"The Music of Regret" Act I (03:42)
Laurie Simmons began using photography to capture stillness in New York in the '70s. She discusses bringing her characters to life in a movie featuring puppets.
"The Music of Regret" Act II (02:50)
Simmons kept her theatrical work secret during the conceptual art era. She used dummies in a film and decided to cast a human actor as the music and emotions became more complex.
Romantic Element (03:40)
Simmons discusses casting Meryl Streep, and being inspired by the American Songbook to create a love story. Streep reflects on Simmons' songwriting talent.
"The Music of Regret" Act III (03:30)
Simmons discusses filming objects on legs in an audition setting. A pocket watch steals the show, reflecting her interest in starting and stopping time.
Transporting Viewers (02:36)
Lari Pittman thrives on the chaos of American culture and enjoys artistic freedom in Los Angeles. He discusses how his paintings are visually available to everyone.
Gay Artistic Identity (03:30)
Pittman describes his childhood in Colombia; his family supported his decorative creativity. Despite a comfortable life, his work is radicalized by homophobia in American culture.
Retablo Inspiration (02:18)
Pittman describes an urge to "fix up" paintings. He collects Mexican religious art and borrows from its decorative technique.
Life Cycle Metaphor (03:27)
Pittman interprets an abstract painting containing a cactus. He uses landscaping to push back against chaos in nature, and discusses how gardening highlights plant mortality.
From Painting to Sculpture (02:27)
Judy Pfaff describes her love affair with welding and uproots a tree stump for a galley piece.
Light and Dark (03:54)
Pfaff hated school; her Yale art teacher turned her on to sculpture. She is basing a new show on recent personal losses. She discusses using tools to interact with material.
Assembling an Exhibit (02:47)
Pfaff explains a plaster form technique. Witness her assistants put together sculptures in a New York gallery.
Romanticism in Sculpture (01:59)
Pfaff walks through her exhibit. Viewers perceive a sense of sadness and loss; she discusses trying to balance emotion with aesthetics in her work.
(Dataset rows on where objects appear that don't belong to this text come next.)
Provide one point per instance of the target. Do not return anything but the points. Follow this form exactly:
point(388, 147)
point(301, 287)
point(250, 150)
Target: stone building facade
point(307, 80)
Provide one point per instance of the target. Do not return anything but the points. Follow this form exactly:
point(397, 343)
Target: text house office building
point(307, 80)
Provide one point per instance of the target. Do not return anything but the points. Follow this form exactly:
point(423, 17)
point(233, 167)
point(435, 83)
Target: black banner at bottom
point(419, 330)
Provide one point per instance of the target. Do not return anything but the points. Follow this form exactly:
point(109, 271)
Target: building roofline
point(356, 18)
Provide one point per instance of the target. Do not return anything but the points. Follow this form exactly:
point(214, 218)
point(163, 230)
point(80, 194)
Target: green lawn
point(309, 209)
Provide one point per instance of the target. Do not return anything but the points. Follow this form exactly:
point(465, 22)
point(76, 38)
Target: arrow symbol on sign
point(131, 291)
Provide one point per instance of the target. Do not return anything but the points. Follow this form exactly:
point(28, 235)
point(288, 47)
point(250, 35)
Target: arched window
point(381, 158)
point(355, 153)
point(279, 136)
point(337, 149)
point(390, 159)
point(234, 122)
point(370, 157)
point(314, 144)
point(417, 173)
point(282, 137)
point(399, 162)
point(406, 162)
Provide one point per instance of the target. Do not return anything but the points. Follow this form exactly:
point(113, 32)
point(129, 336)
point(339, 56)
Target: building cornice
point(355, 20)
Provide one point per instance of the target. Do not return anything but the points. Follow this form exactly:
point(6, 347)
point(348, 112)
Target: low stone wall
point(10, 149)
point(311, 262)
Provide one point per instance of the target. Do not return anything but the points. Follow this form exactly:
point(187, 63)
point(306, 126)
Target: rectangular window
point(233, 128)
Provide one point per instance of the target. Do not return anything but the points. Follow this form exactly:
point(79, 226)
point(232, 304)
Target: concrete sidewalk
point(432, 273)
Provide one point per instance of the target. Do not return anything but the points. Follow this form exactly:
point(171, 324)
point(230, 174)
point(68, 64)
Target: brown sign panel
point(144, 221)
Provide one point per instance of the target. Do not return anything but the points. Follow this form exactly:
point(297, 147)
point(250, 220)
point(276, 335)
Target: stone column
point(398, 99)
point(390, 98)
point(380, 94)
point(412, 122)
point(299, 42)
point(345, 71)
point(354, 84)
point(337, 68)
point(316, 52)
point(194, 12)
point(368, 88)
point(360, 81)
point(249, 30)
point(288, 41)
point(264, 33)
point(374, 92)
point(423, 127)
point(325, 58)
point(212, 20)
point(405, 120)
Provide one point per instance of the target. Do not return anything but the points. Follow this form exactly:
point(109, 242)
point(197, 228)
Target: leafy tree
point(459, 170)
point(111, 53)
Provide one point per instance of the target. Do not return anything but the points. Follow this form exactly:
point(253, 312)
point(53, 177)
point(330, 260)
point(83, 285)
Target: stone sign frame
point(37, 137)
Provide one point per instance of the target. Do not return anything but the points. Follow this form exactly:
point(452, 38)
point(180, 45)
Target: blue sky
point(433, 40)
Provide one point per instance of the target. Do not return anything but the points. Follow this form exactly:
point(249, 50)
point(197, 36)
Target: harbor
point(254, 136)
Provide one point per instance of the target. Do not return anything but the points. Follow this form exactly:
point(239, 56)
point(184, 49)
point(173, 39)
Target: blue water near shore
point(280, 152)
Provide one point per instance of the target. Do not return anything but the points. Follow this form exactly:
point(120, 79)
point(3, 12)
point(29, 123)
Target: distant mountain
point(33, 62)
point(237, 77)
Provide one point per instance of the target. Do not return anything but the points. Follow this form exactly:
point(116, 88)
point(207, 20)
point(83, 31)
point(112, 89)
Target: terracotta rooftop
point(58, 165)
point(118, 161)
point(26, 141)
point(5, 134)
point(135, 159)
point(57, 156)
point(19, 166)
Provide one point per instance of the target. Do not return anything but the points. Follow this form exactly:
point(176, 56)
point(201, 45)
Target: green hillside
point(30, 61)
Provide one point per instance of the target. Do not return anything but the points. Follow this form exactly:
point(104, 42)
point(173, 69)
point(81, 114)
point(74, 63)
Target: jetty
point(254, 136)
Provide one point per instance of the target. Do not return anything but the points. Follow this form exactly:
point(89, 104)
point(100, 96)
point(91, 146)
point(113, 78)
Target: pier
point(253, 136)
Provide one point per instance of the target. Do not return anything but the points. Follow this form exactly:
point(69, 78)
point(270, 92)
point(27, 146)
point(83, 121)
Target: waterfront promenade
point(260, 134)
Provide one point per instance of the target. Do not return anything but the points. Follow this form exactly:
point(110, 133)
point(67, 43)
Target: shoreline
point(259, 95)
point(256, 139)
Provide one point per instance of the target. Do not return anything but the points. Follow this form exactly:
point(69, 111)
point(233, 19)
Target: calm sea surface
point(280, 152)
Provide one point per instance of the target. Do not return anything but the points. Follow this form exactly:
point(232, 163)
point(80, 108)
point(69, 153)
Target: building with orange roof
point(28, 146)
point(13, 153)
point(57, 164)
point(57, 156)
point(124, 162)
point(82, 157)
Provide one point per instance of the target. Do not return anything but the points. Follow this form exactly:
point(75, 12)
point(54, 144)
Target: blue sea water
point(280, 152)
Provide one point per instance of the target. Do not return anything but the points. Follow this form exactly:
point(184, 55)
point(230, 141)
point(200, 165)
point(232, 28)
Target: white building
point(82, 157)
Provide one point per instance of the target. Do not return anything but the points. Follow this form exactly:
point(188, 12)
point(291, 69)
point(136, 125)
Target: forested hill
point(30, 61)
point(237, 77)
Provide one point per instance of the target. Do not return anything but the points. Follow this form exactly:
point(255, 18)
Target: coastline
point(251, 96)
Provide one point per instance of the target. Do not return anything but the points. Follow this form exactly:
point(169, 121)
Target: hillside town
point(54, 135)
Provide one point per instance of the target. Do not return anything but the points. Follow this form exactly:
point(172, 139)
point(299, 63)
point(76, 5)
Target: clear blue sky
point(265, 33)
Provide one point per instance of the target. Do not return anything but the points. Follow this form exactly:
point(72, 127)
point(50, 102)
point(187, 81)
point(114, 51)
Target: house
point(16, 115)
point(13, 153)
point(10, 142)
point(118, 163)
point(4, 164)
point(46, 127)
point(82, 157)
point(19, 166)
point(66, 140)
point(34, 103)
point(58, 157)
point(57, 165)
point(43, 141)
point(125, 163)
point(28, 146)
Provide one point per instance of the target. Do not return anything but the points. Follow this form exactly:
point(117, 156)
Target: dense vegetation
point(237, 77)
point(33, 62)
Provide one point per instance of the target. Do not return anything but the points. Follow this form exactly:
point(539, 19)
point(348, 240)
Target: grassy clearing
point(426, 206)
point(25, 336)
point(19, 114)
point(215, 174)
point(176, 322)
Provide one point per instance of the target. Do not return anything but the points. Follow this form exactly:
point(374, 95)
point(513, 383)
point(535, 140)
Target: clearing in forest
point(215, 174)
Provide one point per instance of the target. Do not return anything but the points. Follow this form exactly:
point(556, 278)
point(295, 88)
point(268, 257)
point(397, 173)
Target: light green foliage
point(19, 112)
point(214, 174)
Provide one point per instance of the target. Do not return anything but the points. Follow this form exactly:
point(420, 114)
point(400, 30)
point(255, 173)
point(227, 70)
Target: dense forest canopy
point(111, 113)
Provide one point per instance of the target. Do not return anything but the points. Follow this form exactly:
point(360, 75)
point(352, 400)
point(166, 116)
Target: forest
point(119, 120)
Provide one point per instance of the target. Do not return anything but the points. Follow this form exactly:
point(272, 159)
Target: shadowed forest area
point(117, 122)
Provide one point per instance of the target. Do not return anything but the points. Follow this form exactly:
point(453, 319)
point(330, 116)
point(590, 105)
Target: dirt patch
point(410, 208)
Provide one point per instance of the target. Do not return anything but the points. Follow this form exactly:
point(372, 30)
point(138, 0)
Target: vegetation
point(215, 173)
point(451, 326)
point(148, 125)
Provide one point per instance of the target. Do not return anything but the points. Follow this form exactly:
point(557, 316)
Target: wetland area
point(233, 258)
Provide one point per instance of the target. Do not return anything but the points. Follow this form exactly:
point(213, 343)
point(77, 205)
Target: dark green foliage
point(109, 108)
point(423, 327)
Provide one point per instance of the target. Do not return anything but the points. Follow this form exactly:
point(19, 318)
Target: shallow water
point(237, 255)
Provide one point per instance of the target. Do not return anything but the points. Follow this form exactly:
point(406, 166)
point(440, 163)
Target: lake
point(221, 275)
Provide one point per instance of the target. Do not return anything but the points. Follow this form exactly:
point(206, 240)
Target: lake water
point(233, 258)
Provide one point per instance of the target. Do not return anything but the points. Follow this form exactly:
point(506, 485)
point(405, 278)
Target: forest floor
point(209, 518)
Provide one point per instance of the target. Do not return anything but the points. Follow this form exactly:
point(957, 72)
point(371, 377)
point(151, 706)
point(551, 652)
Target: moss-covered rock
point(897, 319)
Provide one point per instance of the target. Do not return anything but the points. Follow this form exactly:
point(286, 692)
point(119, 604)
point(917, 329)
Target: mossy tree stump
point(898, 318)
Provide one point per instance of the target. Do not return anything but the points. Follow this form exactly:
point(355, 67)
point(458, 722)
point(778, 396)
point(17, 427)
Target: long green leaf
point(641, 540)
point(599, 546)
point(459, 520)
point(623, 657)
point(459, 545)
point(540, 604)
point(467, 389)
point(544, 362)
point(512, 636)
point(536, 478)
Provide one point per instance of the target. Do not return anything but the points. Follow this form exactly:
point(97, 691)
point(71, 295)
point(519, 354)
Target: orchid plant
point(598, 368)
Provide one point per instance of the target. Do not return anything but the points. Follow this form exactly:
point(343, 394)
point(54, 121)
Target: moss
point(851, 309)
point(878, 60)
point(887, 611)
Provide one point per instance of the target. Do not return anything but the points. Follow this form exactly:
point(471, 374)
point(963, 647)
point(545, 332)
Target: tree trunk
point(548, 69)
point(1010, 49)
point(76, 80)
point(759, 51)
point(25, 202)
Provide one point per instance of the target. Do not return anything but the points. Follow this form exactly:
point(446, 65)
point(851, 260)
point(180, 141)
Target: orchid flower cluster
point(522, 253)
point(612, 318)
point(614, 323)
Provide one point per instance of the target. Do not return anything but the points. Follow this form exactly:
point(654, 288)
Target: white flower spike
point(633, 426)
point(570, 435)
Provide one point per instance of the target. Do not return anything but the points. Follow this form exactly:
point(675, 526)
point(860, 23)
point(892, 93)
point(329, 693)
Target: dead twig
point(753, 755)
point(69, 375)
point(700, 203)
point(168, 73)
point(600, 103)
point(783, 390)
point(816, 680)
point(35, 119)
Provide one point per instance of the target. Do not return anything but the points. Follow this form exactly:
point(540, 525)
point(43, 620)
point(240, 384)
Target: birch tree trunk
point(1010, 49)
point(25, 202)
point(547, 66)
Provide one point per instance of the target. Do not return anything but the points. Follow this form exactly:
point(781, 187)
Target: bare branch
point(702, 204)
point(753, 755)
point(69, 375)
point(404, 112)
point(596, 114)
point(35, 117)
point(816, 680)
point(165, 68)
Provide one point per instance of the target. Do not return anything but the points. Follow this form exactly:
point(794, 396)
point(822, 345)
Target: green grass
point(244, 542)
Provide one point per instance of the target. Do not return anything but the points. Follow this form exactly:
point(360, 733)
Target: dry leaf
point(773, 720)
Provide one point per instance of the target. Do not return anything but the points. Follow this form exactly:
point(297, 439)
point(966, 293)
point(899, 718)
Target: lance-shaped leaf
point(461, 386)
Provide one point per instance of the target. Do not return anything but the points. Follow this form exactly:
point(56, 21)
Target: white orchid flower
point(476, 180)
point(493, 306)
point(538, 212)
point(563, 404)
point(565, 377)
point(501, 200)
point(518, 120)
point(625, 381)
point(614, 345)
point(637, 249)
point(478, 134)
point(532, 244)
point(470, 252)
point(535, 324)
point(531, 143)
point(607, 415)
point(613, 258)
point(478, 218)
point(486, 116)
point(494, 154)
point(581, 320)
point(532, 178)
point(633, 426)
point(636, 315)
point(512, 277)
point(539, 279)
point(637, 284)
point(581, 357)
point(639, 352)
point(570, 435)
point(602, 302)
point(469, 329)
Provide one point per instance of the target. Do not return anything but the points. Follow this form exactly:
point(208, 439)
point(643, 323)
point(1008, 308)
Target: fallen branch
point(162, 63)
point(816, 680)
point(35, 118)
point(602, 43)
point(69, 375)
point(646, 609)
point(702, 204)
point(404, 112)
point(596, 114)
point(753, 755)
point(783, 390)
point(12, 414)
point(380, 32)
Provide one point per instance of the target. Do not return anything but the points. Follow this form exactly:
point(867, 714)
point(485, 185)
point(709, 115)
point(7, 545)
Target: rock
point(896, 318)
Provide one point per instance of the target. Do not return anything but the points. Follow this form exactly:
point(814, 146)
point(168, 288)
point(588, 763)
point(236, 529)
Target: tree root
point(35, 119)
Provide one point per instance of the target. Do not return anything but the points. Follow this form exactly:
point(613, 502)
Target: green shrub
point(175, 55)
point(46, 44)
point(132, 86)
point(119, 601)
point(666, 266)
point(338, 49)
"Celebration Park" (02:09)
Pierre Huyghe's work involves creating worlds. His Tate Museum exhibition circulates stories and explores boundaries.
Antarctica in Central Park (04:21)
Huyghe recreated his journey in search of an albino penguin in a conceptual piece in New York. He wants viewers to experience emotion, rather than narration.
"This is Not a Time for Dreaming" (03:56)
Huyghe explains a piece on Le Corbusier's Carpenter Center at Harvard. Using puppets, he created a film echoing Le Corbusier's difficulties with the commission. He talks about using humor as a buffer against criticism.
"Streamside Day" (04:08)
Rather than filming reality or building fiction, Huyghe sets up and documents "realities." In one film, he organized a town celebration and encouraged residents to start an annual tradition. He sees the exhibition as a starting point for his work.